I opened the door to a leggy, slightly bunny-toothed mouth breather. Sixfooter. Jelly-bean blue eyes. Rippling wheaten hair. Bare midriff garnished with a tasteful five-pointed red star. Accordion-pleated micro-mini. Couldn’t have been a biscuit over twenty-one. What do we have here? I thought.
“Dasha,” she said. “You like, I come in. No like, Boris send different girl.”
“What’s not to like?” I said, welcoming her with the palm-up wave of a Tour d’Argent maitre’d. “Join me in a glass of Orvieto? Or may I offer you something else?”
“Vodka, please. No ice. What I call you.”
“Marcelino will be fine.”
My suite at Moscow’s Leningradskya Hotel was comfortably lavish, featuring a glossy baby grand, seven-branched candelabra, and a master bedroom sized for King Kong. Not bad for a stand-up comic from Vancouver.
“Want me undress now?”
Did I just hear…undress? “Why not?” I spoke. “Except for the stilettos.”
“You know Boris?”
No clue, yet it was obvious to me that Boris had fumbled the address for Dasha’s intended client. “Friend of a friend,” I fibbed.
Within seconds Dasha unveiled a physique devoid of fat and body hair below the neck. While I poured our libations she gravitated to the Steinway, gracing its fortuitous bench with her magnificent derriere. “I play for you?”
Beringed fingers began dancing curiously over only the black keys, conjuring a hauntingly familiar melody. By the time I delivered three ounces of Putinka, Dasha was crooning in a Pan-Soviet club singer’s alto. “When my loneliness is through, I’m going to find another you…”
“John Mayer?” I ventured.
A nod and lopsided smile. Dasha’s up-tipped breasts defined the ultimate perfection in size, symmetry, and ivory allure; head, neck, shoulders, spine: all perfectly aligned. A breathing Bernini sculpture. And during those enchanting moments―intoxicated by the unutterable beauty of her creation―I sensed the improbability of ever encountering a more consumingly adorable form.
I like to think our souls place value on our experiences according to the drowning man method: that is, whatever passes before our eyes during life’s final moments represents―in the aggregate―the true essence of our existence. Everything else is merely an inconsequential filler.

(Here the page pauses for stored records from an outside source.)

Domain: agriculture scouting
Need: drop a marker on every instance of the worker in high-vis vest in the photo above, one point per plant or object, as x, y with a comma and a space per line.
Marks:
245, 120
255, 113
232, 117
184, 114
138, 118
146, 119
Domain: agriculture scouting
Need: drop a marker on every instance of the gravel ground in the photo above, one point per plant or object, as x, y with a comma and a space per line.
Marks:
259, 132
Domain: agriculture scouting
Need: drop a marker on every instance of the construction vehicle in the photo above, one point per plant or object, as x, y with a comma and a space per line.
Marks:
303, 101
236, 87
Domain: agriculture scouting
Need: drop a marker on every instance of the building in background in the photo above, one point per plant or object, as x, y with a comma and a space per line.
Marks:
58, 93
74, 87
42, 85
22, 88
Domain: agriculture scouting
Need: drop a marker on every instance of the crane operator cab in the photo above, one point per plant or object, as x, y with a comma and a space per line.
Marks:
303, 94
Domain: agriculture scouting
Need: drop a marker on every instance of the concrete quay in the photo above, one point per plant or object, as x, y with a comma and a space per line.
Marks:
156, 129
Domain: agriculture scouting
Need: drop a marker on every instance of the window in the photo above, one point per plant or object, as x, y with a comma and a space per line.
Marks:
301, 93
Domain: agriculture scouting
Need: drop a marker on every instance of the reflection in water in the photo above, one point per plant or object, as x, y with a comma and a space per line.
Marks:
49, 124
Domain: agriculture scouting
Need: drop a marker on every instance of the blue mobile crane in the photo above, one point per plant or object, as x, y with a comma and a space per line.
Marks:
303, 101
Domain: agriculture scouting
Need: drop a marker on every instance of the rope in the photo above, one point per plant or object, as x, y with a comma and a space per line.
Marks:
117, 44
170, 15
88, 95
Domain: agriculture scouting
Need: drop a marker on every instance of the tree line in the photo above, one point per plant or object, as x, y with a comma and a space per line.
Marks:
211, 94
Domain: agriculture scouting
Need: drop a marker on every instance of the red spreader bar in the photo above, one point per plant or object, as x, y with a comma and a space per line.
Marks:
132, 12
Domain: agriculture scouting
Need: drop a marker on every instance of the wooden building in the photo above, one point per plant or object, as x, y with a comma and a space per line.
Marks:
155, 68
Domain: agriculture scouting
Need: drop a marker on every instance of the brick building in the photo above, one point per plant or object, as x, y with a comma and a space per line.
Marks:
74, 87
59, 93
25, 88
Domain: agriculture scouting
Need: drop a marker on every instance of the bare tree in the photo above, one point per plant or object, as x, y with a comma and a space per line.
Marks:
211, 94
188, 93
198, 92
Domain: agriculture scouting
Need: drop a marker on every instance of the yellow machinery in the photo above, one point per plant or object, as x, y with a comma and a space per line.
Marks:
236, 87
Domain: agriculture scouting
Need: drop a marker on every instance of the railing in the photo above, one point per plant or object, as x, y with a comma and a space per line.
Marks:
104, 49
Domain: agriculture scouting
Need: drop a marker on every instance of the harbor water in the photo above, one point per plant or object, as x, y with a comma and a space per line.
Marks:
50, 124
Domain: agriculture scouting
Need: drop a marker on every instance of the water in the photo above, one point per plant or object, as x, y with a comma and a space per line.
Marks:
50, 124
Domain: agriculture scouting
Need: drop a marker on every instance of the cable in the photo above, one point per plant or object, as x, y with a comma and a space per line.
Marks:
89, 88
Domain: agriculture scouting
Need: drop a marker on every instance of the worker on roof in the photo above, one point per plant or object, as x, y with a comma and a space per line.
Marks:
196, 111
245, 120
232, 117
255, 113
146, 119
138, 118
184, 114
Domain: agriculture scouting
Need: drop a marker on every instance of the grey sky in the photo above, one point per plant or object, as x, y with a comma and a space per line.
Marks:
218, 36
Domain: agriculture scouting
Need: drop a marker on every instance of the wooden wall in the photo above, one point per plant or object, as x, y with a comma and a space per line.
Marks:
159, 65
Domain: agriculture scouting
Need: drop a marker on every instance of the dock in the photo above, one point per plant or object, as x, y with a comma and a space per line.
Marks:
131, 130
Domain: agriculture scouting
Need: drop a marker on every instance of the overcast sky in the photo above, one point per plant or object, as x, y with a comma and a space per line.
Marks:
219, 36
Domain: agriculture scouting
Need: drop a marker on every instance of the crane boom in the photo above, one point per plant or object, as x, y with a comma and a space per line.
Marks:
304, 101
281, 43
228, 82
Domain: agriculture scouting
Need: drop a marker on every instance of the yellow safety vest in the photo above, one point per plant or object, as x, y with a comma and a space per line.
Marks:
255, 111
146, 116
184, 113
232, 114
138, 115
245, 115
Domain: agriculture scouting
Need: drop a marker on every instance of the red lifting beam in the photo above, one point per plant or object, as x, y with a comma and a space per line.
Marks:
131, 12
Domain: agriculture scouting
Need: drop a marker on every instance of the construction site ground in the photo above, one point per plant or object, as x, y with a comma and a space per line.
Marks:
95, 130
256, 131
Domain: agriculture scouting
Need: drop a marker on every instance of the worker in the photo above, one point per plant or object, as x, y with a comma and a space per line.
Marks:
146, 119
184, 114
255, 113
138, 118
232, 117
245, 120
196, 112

Drowning man moments are like a slap to the face, commanding our attention, and it seems the more of them I accumulate, the more alive I become. Witnessing Dasha’s impromptu piano bar gig will unquestionably make my end-of-life highlight reel, and woe to those whose final breaths bring forth nothing but gawking at social media apps or gossip rags in supermarket checkouts.
“Now I’m going to dress myself for two, once for me and once for someone new. I want to do some things, do some things you wouldn’t let me do. Oh, I’m going to find another you-ooo.”
Dasha held the final note in a divine falsetto. “Bravo,” I applauded.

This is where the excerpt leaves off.